The funded status of the largest corporate pension plans in the U.S. edged up slightly in 2019 despite corporate plan sponsors seeing the strongest investment gains made since 2003, results of an annual report issued by Willis Towers Watson said.
Meanwhile, employer contributions to pension plans plummeted in 2019.
The report showed that the aggregate pension funded status is estimated to be 87% at the end of 2019, compared with 86% at the end of 2018. The pension deficit is projected to be $216 billion at the end of 2019, slightly lower than the $222 billion deficit at the end of 2018.
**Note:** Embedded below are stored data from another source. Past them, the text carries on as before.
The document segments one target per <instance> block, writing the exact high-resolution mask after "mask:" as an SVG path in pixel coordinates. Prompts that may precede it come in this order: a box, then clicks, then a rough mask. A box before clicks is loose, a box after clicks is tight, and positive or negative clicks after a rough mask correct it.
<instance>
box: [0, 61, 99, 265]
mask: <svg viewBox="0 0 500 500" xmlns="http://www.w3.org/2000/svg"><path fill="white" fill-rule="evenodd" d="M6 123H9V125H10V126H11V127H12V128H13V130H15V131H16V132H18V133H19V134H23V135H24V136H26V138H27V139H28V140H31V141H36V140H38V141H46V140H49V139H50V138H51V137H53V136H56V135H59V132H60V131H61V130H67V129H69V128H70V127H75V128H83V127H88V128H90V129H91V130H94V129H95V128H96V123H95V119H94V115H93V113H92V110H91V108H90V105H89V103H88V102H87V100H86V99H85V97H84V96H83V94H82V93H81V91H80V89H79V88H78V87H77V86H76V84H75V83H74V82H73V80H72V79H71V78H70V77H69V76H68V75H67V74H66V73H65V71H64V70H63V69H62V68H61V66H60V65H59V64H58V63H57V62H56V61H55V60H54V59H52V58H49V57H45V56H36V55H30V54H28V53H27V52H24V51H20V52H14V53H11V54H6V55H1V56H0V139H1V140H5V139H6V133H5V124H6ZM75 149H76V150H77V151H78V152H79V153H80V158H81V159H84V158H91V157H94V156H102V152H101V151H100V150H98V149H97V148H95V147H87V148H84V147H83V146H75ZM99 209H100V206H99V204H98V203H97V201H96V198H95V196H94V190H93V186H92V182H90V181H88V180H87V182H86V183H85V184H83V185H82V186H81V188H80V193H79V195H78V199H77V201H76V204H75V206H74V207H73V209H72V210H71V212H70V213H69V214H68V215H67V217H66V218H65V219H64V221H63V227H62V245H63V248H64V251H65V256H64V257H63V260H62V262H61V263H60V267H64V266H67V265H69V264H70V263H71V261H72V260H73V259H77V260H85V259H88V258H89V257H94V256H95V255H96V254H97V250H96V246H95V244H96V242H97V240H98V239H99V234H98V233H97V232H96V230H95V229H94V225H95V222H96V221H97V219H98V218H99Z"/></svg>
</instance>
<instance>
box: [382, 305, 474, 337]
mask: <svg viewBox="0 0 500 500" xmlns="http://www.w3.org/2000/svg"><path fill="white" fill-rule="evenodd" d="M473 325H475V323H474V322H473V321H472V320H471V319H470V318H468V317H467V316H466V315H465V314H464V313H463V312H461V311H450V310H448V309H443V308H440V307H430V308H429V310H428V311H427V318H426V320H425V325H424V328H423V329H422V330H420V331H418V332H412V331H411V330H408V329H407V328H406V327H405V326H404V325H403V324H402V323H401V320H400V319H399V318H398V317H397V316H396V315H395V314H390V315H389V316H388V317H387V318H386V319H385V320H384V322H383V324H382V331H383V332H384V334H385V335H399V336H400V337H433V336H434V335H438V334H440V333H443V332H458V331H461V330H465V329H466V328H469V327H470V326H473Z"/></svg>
Pension obligations reached an estimated $1.72 trillion in 2019, up 9% from $1.58 trillion in 2018, the report said.
Willis Towers Watson examined pension plan data for 376 Fortune 1000 companies that sponsor U.S. defined benefit pension plans and have a December fiscal-year-end date.
Historically low interest rates "almost completely offset the improvements" made from the equity side in 2019, Jennifer Lewis, senior director for retirement, at Willis Towers Watson, said in a phone interview.
Plan assets increased to an estimated $1.5 trillion at the end of 2019 from $1.36 trillion at the end of 2018.
Overall investment returns are estimated to have averaged 19.8% in 2019, though returns varied by asset class. Domestic large-cap equities grew 32%, while domestic smidcap equities experienced gains of 28%. Aggregate bonds saw gains of 9%, while long corporate and long government bonds, typically used in liability-driven investing strategies, enjoyed gains of 23% and 15%, respectively.
Willis Towers Watson estimates these companies contributed $26.3 billion to their plans in 2019 — roughly half of what they contributed in 2018, when many plan sponsors took advantage of the higher tax deductions for pension contributions that existed before the Tax Cuts and Jobs Act of 2017. The larger deduction is no longer available to plan sponsors.
"Companies need to consider their long-term cash funding requirement, especially as IRS funding relief is beginning to fade away," Ms. Lewis said. "It's a good time (for firms) to look at (their) long-term cash needs."
Ms. Lewis also noted that if interest rates do indeed rise, that could create some derisking opportunities for companies.